Top 10 Truths: FHA Loans
The FHA was established in 1947 and experienced a re-birth after banks discontinued the stated-income qualification around 2008. For buyers who had between 3% and 10% down FHA became the “only game in town,” as conventional loans required 10% down before the minimum down payment dropped to the current 5% level.
Here are the top 10 things to know about FHA loans:
- FHA is NOT a first-time home buyer program.
- FHA allows buyers to have one FHA loan at a time–with few exceptions.
- FHA charges monthly mortgage insurance FOR LIFE on ALL LOANS regardless of the down payment.
- FHA allows a low 3.5% down payment.
- FHA charges the highest mortgage insurance premiums in the industry.
- FHA allows for bankruptcies, foreclosures, short sales, and loan modifications, with a waiting period of only a few years after-the-fact.
- FHA does not require “reserves” in most cases, meaning you are allowed to have only $1 in the bank “post-close,” i.e. after paying the down payment and closing costs and closing escrow.
- FHA allows “owner-occupied” properties only.
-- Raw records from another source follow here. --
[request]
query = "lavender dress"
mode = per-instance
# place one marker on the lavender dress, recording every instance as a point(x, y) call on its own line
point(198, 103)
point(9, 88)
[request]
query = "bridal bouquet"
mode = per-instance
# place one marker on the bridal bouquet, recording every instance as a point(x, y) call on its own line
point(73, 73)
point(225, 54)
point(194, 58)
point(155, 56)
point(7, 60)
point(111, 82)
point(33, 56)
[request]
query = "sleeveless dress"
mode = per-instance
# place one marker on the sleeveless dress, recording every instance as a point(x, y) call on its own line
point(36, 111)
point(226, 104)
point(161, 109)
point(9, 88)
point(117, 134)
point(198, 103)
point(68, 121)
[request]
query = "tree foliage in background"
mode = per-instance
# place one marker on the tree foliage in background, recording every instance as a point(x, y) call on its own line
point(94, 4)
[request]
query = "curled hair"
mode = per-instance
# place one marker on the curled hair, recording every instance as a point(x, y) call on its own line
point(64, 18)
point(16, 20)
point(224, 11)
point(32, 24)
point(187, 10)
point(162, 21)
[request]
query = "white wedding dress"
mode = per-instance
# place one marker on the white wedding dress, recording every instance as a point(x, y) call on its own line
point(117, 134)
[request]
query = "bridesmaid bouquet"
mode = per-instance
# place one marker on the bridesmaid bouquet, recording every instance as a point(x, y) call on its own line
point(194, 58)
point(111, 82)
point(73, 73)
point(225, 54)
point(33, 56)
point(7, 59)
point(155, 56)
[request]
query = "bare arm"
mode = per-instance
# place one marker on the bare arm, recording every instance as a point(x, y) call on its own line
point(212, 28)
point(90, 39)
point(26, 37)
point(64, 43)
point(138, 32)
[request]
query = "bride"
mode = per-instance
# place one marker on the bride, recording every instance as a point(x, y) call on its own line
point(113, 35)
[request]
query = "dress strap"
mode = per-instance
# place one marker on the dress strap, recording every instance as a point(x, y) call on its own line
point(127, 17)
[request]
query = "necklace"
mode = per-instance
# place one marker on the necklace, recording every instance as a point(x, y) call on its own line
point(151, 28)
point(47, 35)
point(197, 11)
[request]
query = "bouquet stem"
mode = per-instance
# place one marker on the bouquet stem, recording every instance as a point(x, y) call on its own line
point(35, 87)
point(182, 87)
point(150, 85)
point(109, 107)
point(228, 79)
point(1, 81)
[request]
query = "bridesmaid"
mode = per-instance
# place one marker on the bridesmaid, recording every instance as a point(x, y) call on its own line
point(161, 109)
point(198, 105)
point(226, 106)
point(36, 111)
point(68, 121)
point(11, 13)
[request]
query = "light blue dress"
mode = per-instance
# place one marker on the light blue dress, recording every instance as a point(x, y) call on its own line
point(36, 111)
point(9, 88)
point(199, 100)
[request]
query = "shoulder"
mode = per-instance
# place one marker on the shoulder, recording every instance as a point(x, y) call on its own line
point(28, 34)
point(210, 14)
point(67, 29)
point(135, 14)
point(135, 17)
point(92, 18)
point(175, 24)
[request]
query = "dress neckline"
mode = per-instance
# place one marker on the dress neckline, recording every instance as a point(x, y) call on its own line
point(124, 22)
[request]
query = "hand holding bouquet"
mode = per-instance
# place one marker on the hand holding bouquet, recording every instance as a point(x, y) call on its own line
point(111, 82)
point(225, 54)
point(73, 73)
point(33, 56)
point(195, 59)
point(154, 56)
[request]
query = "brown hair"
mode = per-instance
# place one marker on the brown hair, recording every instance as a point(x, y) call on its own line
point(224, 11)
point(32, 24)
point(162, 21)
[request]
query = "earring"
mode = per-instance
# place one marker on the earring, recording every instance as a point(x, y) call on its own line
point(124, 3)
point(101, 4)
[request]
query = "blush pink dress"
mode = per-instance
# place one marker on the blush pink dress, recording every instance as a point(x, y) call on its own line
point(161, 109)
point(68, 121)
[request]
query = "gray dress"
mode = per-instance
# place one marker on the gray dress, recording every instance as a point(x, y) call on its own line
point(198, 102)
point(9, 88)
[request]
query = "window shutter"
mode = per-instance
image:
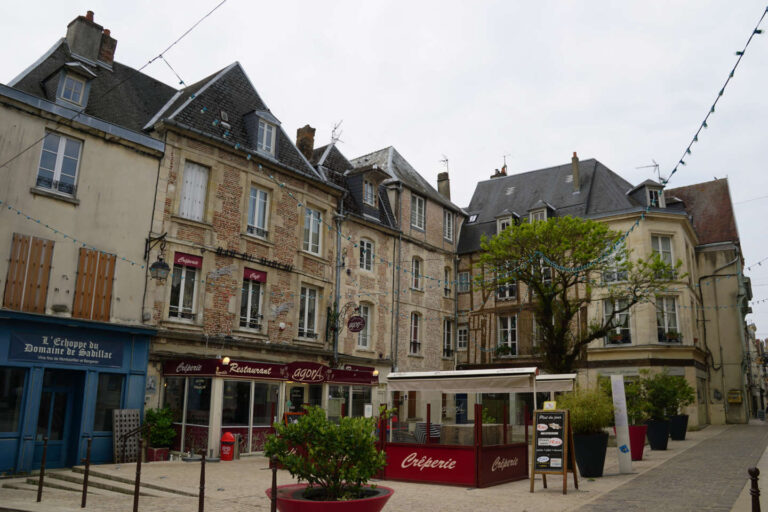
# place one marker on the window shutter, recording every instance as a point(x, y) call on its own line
point(93, 291)
point(17, 272)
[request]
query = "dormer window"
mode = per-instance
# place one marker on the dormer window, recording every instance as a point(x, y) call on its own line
point(73, 90)
point(369, 193)
point(655, 198)
point(266, 137)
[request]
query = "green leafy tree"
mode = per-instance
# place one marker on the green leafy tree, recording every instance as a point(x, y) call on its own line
point(583, 252)
point(336, 460)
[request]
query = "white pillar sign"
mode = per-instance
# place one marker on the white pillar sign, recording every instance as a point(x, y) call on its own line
point(620, 419)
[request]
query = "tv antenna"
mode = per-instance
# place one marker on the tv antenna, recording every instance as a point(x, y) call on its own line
point(444, 161)
point(336, 133)
point(655, 167)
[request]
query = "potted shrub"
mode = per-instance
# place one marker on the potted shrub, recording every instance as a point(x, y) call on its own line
point(684, 396)
point(161, 433)
point(661, 390)
point(332, 462)
point(591, 411)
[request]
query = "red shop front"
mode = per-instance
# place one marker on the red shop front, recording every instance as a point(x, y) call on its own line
point(208, 397)
point(481, 452)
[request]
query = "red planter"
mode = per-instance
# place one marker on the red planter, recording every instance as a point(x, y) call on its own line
point(289, 499)
point(157, 454)
point(637, 440)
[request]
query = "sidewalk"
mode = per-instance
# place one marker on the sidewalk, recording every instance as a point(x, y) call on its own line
point(240, 485)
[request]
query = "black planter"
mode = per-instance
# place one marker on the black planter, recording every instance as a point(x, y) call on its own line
point(658, 434)
point(590, 453)
point(678, 425)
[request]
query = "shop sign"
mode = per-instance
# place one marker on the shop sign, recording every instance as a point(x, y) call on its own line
point(51, 348)
point(356, 323)
point(305, 371)
point(431, 464)
point(214, 367)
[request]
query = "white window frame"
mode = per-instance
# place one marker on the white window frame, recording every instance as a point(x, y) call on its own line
point(622, 333)
point(246, 301)
point(312, 233)
point(258, 218)
point(366, 254)
point(462, 337)
point(418, 212)
point(55, 183)
point(265, 140)
point(364, 336)
point(508, 332)
point(464, 281)
point(194, 190)
point(308, 321)
point(447, 337)
point(667, 318)
point(74, 81)
point(448, 225)
point(417, 282)
point(414, 347)
point(180, 310)
point(369, 193)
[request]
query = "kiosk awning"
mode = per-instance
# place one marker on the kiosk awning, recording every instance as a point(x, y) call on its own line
point(501, 380)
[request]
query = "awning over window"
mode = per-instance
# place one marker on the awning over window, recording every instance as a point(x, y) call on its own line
point(502, 380)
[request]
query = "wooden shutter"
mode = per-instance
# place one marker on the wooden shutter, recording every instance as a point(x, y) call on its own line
point(93, 290)
point(29, 268)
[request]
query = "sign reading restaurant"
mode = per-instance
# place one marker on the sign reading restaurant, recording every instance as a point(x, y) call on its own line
point(51, 348)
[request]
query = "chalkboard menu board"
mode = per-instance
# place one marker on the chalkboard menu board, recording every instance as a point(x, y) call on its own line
point(550, 441)
point(553, 447)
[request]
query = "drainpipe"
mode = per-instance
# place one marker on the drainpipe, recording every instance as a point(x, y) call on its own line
point(704, 328)
point(396, 329)
point(337, 292)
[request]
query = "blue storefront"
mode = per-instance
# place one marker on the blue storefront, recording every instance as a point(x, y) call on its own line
point(61, 379)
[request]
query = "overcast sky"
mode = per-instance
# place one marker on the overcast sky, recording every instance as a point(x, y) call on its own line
point(623, 82)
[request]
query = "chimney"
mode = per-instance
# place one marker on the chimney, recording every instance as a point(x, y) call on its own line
point(84, 36)
point(575, 170)
point(444, 185)
point(305, 141)
point(107, 48)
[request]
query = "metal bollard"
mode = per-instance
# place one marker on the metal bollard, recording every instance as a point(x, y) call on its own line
point(201, 499)
point(87, 470)
point(137, 484)
point(42, 470)
point(754, 491)
point(273, 497)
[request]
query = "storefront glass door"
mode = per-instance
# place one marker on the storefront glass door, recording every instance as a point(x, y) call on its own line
point(58, 418)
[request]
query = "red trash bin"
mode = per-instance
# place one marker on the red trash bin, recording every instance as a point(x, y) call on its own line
point(227, 446)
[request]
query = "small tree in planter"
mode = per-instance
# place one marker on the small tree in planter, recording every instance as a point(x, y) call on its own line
point(661, 390)
point(161, 433)
point(684, 396)
point(335, 460)
point(591, 411)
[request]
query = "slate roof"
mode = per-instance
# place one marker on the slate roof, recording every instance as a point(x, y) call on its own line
point(601, 192)
point(123, 96)
point(230, 91)
point(393, 163)
point(709, 205)
point(334, 165)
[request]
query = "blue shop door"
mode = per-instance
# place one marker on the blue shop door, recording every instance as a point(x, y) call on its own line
point(59, 418)
point(461, 408)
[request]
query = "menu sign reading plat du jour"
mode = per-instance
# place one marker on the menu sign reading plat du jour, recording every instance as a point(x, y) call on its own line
point(550, 439)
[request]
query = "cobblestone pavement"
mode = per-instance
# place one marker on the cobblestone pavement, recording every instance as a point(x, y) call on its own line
point(707, 477)
point(707, 472)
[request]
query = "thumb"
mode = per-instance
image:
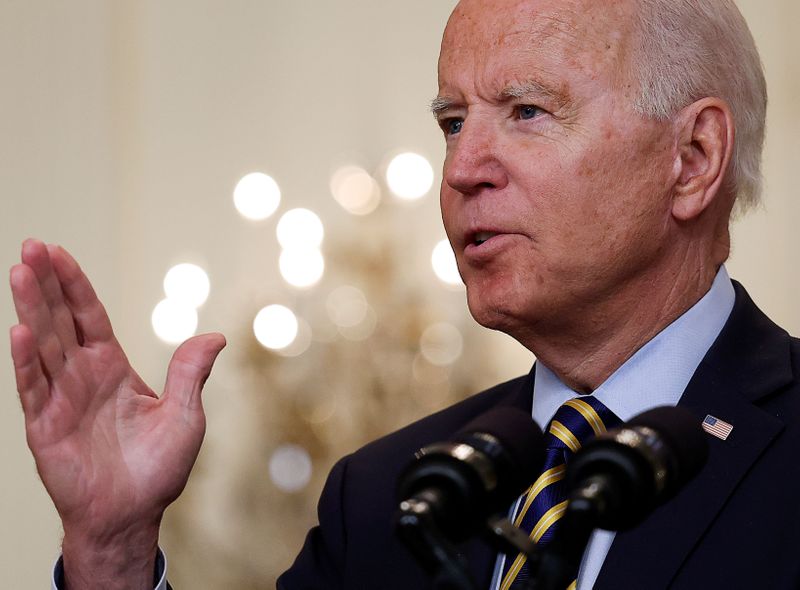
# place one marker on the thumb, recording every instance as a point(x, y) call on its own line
point(190, 367)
No investment properties or second homes allowed.
- FHA charges a 1.75% one-time upfront mortgage insurance fee on all loans in addition to monthly mortgage insurance.
- FHA’s monthly mortgage insurance premium has tripled since 2010, and its one-time upfront mortgage premium has almost doubled since 2010.
The most common misconception is that FHA is a first-time home buyer program, which it is not. But with its low 3.5% down payment option, many first-time home buyers use FHA loans and, for them, they can be a great option.